A mineralogical perspective on the granite alkali feldspar megacrysts paradox

Alkali feldspar megacrysts (commonly named K-feldspar) are a distinctive feature of many plutonic rocks. Yet, there is still no consensus on their origin. Two main contrasting explanations have been proposed so far: (i) the megacrysts form late during the crystallization history of the plutonic rock in which they occur and attain their large size in a melt-poor – even subsolidus – environment, or (ii) the megacrysts crystallize at an early stage and grow in the presence of large volumes of melt. In this article we address the applicability of these models to the alkali feldspar megacrysts of the Castellaccio Pluton (NW Sardinia, Italy). Petrographic observations and microstructural analysis of the megacrysts highlight the systematic occurrence of relict K-bearing mineral inclusions – biotite, muscovite and oligoclase – rimmed by anorthoclase and K-rich albite. We interpret these microstructures as evidence of reactions between partially assimilated K-bearing phases, likely from wall-rock, and the incoming melt. The chemical assimilation of K-bearing phases is proposed as the mechanism of K and Al enrichment necessary for the megacrysts growth.

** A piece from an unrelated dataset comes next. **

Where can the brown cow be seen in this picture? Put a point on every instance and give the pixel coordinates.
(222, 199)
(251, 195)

The temperatures of the megacrysts crystallization, calculated by Ti-in-K-feldspar thermometer, are estimated at c. 820 ± 60 or 780 ± 60 °C, depending on the calculated TiO₂ activity in the whole rock (0.47–0.62).

Finally, the strong positive europium anomaly and enrichment in barium in the megacrysts with respect to the whole-rock compositions exclude significant plagioclase fractionation, thus supporting megacrysts formation at the early stage of the cooling history. All the results of our work point toward a magmatic origin and evolution of the K-feldspar megacrysts in the Castellaccio granite pluton.